司教の放つ闇の槍が空気を裂いて飛来した。
「っ……!」
かろうじて反応したものの、槍の一つがレオナルドの太ももを突き刺し、黒い火花のような魔力が身体を焼く。
「レオナルド!」
リディアが駆け寄るが、レオナルドは決してその魔法陣から目を離さなかった。
「レオナルド!どうしたの!?しっかりして!!」
「あの魔法陣は、なんだ……?」
「そんなの今はどうでもいいでしょ!あれは光魔法を体内に循環させる魔法だよ!今は関係ない!」
「その通りですよ」
司教が声を上げる。その横には、巨大な闇の槍が浮かんでいた。リディアは思わず後ろに下がるが、レオナルドの思考は止まらない。

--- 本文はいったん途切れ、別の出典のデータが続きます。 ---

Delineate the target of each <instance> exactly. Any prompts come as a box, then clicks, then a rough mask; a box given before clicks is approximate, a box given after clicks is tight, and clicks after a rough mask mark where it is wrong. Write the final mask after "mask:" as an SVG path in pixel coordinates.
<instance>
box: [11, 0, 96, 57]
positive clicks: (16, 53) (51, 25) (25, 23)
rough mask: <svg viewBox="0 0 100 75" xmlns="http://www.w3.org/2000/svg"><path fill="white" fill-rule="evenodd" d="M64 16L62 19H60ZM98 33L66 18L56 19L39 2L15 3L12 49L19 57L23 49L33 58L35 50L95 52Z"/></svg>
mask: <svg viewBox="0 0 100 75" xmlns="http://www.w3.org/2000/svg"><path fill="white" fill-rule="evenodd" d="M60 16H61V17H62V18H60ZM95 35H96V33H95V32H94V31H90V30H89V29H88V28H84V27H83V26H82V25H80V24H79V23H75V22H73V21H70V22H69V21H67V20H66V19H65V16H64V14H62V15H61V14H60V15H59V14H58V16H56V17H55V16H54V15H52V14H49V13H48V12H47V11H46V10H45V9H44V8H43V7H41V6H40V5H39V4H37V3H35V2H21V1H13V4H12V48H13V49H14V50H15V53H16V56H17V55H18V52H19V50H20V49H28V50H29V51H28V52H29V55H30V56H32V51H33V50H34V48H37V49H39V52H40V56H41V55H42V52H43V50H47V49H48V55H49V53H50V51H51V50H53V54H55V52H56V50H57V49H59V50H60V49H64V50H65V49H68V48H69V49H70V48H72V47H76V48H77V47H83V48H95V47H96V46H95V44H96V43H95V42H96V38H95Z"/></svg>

(……この魔法陣が読み解ければ、僕の胸元の魔法陣もきっと読み解ける。そうすれば……きっとこれは無効化できる)
レオナルドは、取り憑かれたようにリディアを見つめた。
「君は、あの魔法陣の意味がわかるのか……?」
「だから今はそれどころじゃないんだって!」
レオナルドは、ずっと自分の胸元にある魔法陣を無効化したかった。
昔の魔導書で類似のものを探したが見つからず、理論魔法の得意なカトリーナに紋様を少しいじって解読させているが、状況は芳しくない。
なのに、それをリディアが理解するとは、レオナルドは思ってもみなかった。
「僕を救うのは君だったのか……」
「訳のわかんないこと言わないで!一緒にこの場を乗り切るんでしょう!」
リディアの引き上げで、レオナルドは立ち上がるが、怪我した脚が痛み、思わずうめいた。
「ねぇ、大丈夫!?」
レオナルドは、リディアをじっと見つめる。
彼女に魔法陣を解読させて、この魔法陣が無効化できたら、レオナルドは闇魔法が自在に使える。
人々の不安を消すことができる。
人々を、支配することができるーー。
そうなった時、邪魔になるのは、きっとリディアとアレンだ。
「リディア、僕はもう戦うのは厳しい。君が、あいつを倒すんだ」
「え……?」
「大丈夫、君ならできる……時間魔法を使える君なら、きっとあいつを倒せる」
「何言ってんの!?」
怪我をしたとて、自分はまだ戦えるし、司教をきっと倒せるだろう。
だが、ここはリディアが闇魔法とどう対峙するかを見ておきたかった。
これは予感だ。
僕たちは近い将来、きっと敵対する。君はいつだって、僕に守られるのを嫌い、支配しようとすると反抗するから。
だからどうか、闇魔法との戦い方を、今僕に見せてくれ。そうすれば、いつか君が僕の前に立ちはだかる日がきても、僕はその力を封じられる。君を抑える方法を、今、確かにしておきたいんだ。
ーーそうすれば、敵になった未来でも、僕は君を支配できる。君が僕に時間魔法を捧げ、僕と一緒にいてくれる未来がやってくる。